Latvian entrepreneur Peteris Smidre may bring in two US companies – an investment fund and a mobile operator – as partners in a bid by his private firm Alina for Latvia's third UMTS/GSM licence. Smidre mentioned this in a casual conversation after talking to reporters about the operations of Baltcom, the cable TV, internet and fixed network telephony company where he is chairman of the board.
Smidre didn't say who his American partners were, noting that negotiations were incomplete ahead of the February 25 deadline for applying for pre-selection in the auction. The investment fund would provide much of the financing for the project, where the Latvian government has insisted that the successful bidder invest at least EUR 150 million in a new network and submit a detailed investment business plan as part of the pre-selection.
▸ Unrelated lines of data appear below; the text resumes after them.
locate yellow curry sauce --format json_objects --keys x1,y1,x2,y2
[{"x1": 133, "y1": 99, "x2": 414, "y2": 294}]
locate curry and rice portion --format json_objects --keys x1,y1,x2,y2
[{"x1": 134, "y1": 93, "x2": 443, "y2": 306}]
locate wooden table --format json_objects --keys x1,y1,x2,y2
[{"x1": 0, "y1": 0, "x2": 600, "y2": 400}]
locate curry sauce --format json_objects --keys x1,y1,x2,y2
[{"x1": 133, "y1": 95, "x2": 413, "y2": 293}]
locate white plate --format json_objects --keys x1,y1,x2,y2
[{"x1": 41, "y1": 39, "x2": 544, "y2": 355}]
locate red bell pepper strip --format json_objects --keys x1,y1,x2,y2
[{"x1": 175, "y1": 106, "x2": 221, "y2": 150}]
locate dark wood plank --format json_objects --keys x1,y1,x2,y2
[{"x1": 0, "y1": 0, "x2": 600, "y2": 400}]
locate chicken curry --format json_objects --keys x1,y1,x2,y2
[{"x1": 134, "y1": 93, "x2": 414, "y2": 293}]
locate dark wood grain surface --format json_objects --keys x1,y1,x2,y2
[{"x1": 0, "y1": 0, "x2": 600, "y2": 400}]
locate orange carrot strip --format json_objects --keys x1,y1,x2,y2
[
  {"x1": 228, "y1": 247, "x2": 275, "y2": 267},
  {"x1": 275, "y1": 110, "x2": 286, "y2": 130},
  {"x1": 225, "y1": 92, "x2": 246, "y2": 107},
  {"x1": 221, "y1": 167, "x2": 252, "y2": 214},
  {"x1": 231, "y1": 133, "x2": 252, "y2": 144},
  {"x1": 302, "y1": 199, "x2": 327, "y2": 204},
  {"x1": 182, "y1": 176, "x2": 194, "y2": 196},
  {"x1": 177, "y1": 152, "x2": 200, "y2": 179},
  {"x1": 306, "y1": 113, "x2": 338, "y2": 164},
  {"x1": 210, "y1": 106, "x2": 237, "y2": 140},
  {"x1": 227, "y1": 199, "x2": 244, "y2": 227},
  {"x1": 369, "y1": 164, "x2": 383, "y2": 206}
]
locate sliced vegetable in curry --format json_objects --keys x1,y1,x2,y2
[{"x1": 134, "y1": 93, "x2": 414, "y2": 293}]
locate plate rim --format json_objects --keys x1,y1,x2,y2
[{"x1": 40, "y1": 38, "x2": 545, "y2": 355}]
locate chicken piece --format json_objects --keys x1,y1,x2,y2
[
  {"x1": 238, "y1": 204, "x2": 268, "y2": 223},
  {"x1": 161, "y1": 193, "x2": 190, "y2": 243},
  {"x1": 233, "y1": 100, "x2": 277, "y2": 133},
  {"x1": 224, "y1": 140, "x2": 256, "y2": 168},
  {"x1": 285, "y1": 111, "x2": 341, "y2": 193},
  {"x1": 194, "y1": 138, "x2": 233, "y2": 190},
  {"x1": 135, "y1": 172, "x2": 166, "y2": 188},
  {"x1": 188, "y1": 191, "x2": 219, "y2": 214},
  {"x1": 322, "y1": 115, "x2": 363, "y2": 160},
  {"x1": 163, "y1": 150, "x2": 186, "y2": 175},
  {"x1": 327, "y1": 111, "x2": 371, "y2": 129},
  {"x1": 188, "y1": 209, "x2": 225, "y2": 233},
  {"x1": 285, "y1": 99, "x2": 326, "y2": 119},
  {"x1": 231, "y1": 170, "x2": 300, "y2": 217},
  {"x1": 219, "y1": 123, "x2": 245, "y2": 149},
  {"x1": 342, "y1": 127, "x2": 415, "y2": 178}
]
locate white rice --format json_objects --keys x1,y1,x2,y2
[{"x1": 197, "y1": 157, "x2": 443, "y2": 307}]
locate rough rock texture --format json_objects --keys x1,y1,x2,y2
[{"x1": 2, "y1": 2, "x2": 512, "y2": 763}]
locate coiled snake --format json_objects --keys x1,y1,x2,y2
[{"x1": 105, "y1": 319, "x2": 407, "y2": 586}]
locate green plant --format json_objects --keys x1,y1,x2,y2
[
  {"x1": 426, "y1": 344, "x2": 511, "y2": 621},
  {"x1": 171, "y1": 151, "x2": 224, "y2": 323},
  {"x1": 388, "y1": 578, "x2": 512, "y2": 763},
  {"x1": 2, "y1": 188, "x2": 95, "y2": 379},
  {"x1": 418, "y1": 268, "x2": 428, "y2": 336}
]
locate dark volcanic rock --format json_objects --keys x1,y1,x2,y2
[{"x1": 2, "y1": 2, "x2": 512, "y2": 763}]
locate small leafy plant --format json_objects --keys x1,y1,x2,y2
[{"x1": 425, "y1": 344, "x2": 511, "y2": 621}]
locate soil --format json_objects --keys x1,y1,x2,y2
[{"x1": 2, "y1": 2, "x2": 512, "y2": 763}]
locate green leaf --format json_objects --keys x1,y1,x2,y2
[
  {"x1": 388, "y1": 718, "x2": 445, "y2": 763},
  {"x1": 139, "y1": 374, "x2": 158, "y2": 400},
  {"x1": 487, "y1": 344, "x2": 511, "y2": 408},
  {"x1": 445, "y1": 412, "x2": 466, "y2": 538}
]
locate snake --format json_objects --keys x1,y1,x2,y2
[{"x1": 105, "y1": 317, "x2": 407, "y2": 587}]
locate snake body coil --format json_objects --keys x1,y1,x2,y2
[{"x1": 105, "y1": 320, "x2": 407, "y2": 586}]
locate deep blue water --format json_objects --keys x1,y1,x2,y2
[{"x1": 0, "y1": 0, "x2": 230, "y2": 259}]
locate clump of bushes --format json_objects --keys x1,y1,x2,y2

The unnamed American operator would, most likely, assist with equipment purchasing and provide an easier entre into roaming contracts (perhaps tacking the new Latvian entity onto existing arrangements).
There now appear to be at least three more or less serious bidders for the licence at a starting price of LVL 1.3 million – in addition to Alina's consortium, the little-known International Telecommuncations and Technologies (IT&T) and Denmark's TDC (though its Lithuanian subsidiary Bite GSM). India's TCIL was to send a delegation to Latvia between January 9 - 15, but this visit was suddenly cancelled without explanation.
TDC may well have the highest stakes in getting the licence in order to cover all three Baltic countries.
Smidre also said to this blogger that Baltcom Fiber, the company formed when he bought the partly-stranded (but physically completed) optical cable stretching from Sweden's Gotland island to Ventspils, Latvia, was now supplying international capacity for Baltcom Telefonsakari, the tandem of subsidiaries serving some 9000 corporate and 1500 household customers. The telecoms entrepreneur, who started Baltcom GSM (now Tele2) in the late 1990s together with Metromedia and Western Wireless of the US, said Baltcom Fiber was cautious about entering the corporate data transmission market. This could lead to a destructive price war, Smidre said, noting that there was excessive capacity under and around the Baltic (with cables owned by Telia International Carrier and Lattelekom/Tele2, as well as links through Estonia, Finland, and Lithuania) but relatively few large corporate customers.
Meanwhile, we also learned that Baltcom's "triple play" packages combining internet, digital cable TV and telephony have only been sold to around 350 customers. This figure is expected to rise during the year as the telephone offering becomes more competitive due to sharp cuts in Lattelekom's interconnect fees ordered by Latvia's Public Utilities Regulatory Commission.